Und so geht's weiter:


  Pretty - Erkenne dein Gesicht
   
  Sich anzuziehen war immer der schwierigste Teil des Nachmittags.
  Auf der Einladung aus Valentino Mansion stand "semiformelle Kleidung" und die Sache mit dem "semi" war das Problem. wie ein Abend ohne Party, so bot auch "semi" einfach zu viele Möglichkeiten. Schwierig genug für Jungs, für die das Jackett und Schlips bedeuten konnte (den Schlips durften sie durch bestimmte Arten von Kragen ersetzen) oder weiße Kleidung und Hemdsärmel (wenn auch nur an Sommernachmittagen), dazu jede Menge Fräcke, Westen, Smokings, Kilts oder einfach hübsche Pullover. Für Mädchen jedoch explodierten die Möglichkeiten, wie das bei Möglichkeiten hier in New Pretty Town ja oft der Fall war.
  Tally waren formelle Partys mit festlicher Garderobe fast lieber. Die Kleidung war zwar weniger bequem und die Partys machten erst Spaß, wenn alle betrunken waren, aber immerhin brauchte sie sich nicht so viele Gedanken darüber zu machen, was sie anziehen sollte.

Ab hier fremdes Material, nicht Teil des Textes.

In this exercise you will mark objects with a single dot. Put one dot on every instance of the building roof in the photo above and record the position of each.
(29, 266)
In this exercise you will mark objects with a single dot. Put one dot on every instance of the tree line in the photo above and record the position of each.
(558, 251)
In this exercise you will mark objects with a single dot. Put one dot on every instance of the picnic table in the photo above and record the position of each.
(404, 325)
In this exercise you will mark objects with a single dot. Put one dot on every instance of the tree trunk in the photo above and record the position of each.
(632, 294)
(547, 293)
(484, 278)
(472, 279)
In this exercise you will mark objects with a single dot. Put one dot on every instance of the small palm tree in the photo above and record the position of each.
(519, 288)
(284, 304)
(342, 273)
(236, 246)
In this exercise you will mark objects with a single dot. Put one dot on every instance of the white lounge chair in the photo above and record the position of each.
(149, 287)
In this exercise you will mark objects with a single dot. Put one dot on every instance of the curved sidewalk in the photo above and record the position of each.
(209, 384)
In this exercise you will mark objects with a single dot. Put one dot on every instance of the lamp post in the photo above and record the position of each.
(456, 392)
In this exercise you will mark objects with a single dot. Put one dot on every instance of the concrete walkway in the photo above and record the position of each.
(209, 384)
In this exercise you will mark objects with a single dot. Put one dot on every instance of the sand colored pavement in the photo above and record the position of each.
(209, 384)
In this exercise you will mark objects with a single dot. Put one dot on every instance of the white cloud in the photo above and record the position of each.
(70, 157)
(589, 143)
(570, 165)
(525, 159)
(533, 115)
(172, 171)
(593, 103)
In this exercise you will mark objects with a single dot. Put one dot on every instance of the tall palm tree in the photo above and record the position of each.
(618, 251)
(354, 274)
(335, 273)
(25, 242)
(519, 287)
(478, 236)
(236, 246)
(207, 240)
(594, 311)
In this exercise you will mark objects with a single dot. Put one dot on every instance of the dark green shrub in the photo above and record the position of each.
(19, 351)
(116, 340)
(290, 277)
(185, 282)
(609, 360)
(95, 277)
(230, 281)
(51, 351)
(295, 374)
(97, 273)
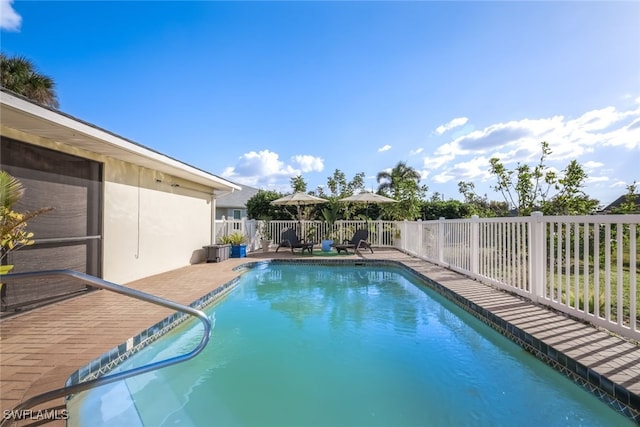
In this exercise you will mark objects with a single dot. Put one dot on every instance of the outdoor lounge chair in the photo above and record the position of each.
(289, 239)
(358, 241)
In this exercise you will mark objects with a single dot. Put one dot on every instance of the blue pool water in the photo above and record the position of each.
(301, 345)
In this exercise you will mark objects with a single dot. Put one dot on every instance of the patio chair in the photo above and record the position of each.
(289, 239)
(358, 241)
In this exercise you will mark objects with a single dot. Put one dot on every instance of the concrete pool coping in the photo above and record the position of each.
(43, 347)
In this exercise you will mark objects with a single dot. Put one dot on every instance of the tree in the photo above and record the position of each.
(527, 189)
(19, 75)
(449, 209)
(259, 206)
(298, 184)
(402, 183)
(481, 206)
(629, 206)
(570, 199)
(338, 188)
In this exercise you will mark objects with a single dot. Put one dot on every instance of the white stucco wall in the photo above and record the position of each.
(150, 224)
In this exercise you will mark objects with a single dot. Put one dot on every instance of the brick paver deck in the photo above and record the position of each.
(41, 348)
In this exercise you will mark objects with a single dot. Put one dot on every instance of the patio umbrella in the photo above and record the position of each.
(368, 198)
(299, 199)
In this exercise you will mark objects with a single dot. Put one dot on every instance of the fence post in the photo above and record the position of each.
(441, 241)
(475, 244)
(536, 264)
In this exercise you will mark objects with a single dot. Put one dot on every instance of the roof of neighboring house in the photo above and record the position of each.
(620, 200)
(237, 199)
(26, 116)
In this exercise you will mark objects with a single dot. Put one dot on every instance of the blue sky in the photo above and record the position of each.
(258, 92)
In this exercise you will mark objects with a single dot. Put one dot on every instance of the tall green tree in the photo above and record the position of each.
(338, 188)
(481, 206)
(528, 188)
(298, 184)
(402, 183)
(259, 206)
(19, 75)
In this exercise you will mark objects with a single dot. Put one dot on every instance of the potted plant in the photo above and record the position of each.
(238, 242)
(13, 224)
(265, 235)
(330, 215)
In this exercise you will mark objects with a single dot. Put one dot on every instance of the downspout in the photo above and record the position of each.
(213, 218)
(213, 213)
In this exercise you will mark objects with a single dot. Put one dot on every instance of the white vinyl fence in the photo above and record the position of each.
(586, 266)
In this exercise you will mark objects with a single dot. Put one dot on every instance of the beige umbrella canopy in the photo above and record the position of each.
(368, 198)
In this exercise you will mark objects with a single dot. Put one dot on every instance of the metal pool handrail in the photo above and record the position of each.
(103, 284)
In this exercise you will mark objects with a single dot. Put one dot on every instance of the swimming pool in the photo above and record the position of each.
(306, 345)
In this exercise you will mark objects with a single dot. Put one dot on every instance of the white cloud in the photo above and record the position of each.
(9, 18)
(457, 122)
(309, 163)
(619, 183)
(596, 179)
(437, 162)
(258, 169)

  "Semiformell, semiformell", sagte sie, während ihre Augen durch den offenen Schrank wanderten und das Karussell hin- und herruckte, um mit Tallys unkoordinierten Augenmausklicks Schritt zu halten, was die Kleider an ihren Bügeln flattern ließ. Ja, "semi" war wirklich ein Pfuschwort.
  "Ist das überhaupt ein Wort?", fragte Tally laut. "Semi?" Es fühlte sich seltsam an in ihrem Mund, der von der letzten Nacht noch wie ausgedörrt war.
  "Nur ein halbes", sagte das Zimmer und hielt sich wahrscheinlich für sehr klug.
  "Na dann", murmelte Tally.
  Sie ließ sich auf ihre Bett fallen und starrte zur Decke hoch. Sie hatte ein Gefühl, als würde sich jeden Moment alles um sie herum zu drehen beginnen. Es war nicht fair, sich wegen eines halben Wortes so aufregen zu müssen. "Ich will, dass das weggeht", sagte sie.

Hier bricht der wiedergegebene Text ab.